For Byrd, who oversees Sharon Towers’ healthcare team, the Covid-19 pandemic has been a defining moment. When the pandemic first showed up at the facility in May of 2020, “things just kind of stopped around here,” she said.

Since then, she looks back with amazement at all that she and her team managed to accomplish.

Elizabeth Byrd to Vice President of Health Services

Instead of getting calls of fear, we got calls of thanks,” she said. “I think the pandemic is showing us that we created the right mission, and we have been living that mission every day for the last year and a half.”

Byrd has worked at Sharon Towers for 20 years. In college, she studied to be a recreational therapist but eventually found her way into senior care “and just loved it.”

“I love this age range, she said. “I just love the population.

“They’ve worked their whole lives. I feel like we owe them the respect and dignity to give them a good quality of life,” she added.
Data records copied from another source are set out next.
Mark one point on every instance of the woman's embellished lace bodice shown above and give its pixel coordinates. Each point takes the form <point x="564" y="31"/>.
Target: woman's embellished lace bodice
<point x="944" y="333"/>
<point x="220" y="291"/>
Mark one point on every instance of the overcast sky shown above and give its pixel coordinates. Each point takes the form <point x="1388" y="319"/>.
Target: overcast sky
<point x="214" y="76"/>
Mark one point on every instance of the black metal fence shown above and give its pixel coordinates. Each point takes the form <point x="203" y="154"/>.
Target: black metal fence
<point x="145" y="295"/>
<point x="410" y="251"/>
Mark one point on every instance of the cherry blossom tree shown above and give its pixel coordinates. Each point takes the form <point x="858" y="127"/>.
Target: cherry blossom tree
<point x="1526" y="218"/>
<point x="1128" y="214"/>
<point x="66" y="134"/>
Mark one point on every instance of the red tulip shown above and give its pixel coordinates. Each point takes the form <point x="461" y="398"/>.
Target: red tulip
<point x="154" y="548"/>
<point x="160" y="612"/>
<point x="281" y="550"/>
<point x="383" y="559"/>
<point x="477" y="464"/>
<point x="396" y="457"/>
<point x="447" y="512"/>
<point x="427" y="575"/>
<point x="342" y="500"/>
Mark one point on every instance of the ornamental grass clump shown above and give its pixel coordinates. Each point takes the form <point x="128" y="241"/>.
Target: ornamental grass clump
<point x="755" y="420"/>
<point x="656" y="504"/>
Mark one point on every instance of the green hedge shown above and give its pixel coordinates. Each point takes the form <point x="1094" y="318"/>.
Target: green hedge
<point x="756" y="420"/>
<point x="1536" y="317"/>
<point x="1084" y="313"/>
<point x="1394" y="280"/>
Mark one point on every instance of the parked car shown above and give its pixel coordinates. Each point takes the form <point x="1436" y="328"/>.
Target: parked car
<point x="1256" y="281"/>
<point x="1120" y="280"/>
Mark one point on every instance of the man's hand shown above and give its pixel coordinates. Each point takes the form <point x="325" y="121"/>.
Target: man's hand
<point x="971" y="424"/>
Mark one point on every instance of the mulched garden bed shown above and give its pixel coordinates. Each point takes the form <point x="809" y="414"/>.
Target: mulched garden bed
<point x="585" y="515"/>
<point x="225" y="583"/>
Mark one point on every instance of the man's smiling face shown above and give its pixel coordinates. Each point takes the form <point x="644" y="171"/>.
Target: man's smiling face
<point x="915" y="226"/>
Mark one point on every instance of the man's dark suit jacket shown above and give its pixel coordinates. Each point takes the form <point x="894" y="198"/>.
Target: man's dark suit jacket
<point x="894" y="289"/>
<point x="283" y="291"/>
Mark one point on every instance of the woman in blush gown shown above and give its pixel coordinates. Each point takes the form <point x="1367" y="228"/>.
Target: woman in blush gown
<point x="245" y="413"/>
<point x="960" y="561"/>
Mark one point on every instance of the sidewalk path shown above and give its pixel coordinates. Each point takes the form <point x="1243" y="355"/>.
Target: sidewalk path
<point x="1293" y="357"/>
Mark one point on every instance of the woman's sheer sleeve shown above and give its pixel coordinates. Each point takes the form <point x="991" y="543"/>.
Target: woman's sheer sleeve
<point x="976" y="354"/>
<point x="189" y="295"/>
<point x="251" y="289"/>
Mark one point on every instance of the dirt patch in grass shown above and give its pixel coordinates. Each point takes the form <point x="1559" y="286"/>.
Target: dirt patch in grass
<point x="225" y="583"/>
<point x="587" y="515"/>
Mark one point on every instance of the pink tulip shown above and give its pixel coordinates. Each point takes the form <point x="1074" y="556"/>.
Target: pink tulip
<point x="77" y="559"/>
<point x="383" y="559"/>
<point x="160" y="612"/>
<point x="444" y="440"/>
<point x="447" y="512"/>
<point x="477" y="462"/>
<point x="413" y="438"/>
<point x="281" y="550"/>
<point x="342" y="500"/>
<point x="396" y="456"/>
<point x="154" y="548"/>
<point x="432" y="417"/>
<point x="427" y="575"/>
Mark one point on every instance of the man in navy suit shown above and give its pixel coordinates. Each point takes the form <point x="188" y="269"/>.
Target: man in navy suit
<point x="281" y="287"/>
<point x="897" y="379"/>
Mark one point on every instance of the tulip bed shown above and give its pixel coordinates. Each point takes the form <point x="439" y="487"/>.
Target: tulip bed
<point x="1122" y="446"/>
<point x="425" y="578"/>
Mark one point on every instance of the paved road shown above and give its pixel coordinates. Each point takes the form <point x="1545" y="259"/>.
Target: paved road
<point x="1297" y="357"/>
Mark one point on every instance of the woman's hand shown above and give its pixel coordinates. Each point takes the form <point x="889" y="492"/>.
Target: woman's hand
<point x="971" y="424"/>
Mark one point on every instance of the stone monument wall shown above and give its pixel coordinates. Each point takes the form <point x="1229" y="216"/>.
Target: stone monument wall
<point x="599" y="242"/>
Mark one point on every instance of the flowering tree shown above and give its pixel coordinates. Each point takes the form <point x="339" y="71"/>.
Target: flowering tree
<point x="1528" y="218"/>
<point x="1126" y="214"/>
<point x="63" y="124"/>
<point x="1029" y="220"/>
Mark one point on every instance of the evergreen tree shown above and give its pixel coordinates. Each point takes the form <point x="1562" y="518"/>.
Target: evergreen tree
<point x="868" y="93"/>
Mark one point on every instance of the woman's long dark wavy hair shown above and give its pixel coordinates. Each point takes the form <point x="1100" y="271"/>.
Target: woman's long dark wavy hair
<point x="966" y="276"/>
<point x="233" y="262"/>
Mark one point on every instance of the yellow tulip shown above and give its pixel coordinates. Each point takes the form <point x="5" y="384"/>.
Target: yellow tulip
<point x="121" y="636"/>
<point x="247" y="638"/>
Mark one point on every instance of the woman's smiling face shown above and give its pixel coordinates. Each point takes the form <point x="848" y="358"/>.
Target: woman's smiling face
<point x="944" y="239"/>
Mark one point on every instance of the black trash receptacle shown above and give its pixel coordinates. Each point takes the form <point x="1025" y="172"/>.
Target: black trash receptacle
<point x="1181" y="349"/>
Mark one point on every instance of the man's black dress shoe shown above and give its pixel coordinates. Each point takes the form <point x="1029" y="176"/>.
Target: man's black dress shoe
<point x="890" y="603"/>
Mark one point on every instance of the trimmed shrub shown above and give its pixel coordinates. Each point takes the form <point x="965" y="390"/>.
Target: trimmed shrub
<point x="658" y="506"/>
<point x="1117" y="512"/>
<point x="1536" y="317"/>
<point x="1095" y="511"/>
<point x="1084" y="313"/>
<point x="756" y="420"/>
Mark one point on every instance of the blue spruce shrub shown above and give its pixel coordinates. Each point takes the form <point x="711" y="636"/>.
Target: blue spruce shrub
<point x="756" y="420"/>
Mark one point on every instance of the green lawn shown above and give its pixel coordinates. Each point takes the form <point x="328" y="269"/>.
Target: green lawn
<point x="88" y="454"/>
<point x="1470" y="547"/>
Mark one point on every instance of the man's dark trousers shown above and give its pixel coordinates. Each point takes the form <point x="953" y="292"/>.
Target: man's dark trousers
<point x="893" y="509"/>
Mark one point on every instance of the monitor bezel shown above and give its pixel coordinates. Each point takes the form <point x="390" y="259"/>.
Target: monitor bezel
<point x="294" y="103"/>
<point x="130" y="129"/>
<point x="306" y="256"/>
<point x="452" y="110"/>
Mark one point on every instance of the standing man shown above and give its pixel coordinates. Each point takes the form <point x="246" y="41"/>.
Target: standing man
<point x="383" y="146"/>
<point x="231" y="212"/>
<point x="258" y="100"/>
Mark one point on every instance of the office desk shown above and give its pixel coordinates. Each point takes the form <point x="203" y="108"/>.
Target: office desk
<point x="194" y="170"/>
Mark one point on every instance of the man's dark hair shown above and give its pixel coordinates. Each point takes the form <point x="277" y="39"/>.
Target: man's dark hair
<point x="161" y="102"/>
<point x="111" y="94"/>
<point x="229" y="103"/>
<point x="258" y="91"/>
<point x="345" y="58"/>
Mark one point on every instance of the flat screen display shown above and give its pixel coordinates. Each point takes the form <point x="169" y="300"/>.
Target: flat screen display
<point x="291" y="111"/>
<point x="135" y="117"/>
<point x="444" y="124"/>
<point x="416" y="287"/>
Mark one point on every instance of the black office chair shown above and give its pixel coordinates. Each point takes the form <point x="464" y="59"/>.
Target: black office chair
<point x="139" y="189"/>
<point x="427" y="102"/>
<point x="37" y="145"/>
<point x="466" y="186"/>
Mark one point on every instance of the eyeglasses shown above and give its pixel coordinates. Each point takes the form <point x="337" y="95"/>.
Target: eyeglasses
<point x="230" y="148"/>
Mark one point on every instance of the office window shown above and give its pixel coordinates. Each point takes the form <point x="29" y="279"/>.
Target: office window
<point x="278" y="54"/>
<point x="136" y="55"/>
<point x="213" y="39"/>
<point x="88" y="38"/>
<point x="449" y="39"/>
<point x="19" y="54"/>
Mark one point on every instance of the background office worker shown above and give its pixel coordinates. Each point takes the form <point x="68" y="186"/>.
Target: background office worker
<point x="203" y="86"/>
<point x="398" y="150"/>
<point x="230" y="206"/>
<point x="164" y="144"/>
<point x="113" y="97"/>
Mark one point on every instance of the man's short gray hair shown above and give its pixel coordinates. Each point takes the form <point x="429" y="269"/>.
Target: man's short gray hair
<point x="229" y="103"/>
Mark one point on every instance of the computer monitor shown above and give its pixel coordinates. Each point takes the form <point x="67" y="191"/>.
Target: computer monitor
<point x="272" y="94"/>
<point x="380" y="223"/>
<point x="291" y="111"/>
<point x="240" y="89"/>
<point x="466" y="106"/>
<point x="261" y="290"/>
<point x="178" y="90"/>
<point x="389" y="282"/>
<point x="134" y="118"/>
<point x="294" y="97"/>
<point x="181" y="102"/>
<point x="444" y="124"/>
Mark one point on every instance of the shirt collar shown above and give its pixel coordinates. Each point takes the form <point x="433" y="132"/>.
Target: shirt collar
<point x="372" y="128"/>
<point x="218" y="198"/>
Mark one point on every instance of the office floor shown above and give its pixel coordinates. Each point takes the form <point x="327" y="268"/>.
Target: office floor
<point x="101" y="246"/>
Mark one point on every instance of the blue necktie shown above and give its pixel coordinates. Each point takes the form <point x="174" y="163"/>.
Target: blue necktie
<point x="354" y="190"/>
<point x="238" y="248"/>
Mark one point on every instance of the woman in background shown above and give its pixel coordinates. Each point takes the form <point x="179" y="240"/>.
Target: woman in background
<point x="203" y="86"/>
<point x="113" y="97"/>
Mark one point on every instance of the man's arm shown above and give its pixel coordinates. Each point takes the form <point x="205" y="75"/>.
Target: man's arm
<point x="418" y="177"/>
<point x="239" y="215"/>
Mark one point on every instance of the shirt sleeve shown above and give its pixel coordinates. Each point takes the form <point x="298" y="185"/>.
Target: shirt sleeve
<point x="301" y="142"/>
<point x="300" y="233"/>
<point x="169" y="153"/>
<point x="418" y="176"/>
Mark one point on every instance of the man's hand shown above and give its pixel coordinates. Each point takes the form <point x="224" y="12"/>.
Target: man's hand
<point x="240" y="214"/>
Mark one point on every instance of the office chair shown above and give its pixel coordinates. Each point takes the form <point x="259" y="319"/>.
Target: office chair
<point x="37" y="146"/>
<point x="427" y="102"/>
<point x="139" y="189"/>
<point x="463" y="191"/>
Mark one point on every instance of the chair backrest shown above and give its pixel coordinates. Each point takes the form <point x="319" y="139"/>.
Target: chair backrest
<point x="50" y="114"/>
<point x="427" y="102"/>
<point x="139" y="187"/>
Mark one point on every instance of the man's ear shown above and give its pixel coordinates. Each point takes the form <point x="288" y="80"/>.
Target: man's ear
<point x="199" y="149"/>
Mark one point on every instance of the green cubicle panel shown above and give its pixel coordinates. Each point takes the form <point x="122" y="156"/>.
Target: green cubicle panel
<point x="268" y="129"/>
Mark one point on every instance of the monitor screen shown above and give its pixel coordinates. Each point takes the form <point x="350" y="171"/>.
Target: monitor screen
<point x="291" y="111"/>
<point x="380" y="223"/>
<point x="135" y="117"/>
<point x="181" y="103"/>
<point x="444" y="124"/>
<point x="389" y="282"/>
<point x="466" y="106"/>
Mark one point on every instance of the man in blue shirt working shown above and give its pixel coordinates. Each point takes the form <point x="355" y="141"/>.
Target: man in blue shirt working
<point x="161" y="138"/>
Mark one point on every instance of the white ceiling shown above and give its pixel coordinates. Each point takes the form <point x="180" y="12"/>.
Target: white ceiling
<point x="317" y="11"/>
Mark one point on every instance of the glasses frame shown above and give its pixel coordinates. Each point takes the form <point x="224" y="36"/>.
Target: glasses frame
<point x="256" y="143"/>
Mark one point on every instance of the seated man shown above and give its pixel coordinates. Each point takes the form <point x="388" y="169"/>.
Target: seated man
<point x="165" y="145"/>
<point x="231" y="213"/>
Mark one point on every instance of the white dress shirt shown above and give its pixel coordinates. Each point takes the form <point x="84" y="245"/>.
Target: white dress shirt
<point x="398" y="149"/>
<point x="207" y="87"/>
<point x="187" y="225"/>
Byrd said the likes to remind her staff that Sharon Towers employees in reality work in the homes of the people who live there.

“Imagine if you’re at your home every day and people are coming into your home,” she said. “If you keep that mindset, it kind of keeps you focused on why you’re there and what you’re doing.”

As a new year unfolds, Byrd said she looks forward to resuming some of the projects and team-building efforts that got put on hold when the pandemic began.

Rigsbee, the President and CEO, said she’s excited about the year ahead. She and her management team have planned an off-campus retreat to focus on new priorities.

When asked what overall impact she would like to have as Sharon Towers’ top executive, Rigsbee said she wants to create a space where older adults can remain active and age comfortably.

“I guess I would like for them to feel that Sharon Towers is an extension of their home if they chose to come here, or if they chose to have a loved one come here,” she said. “We want Sharon Towers to be an extension of the life that they’ve already lived. And that’s what we strive to be, really.”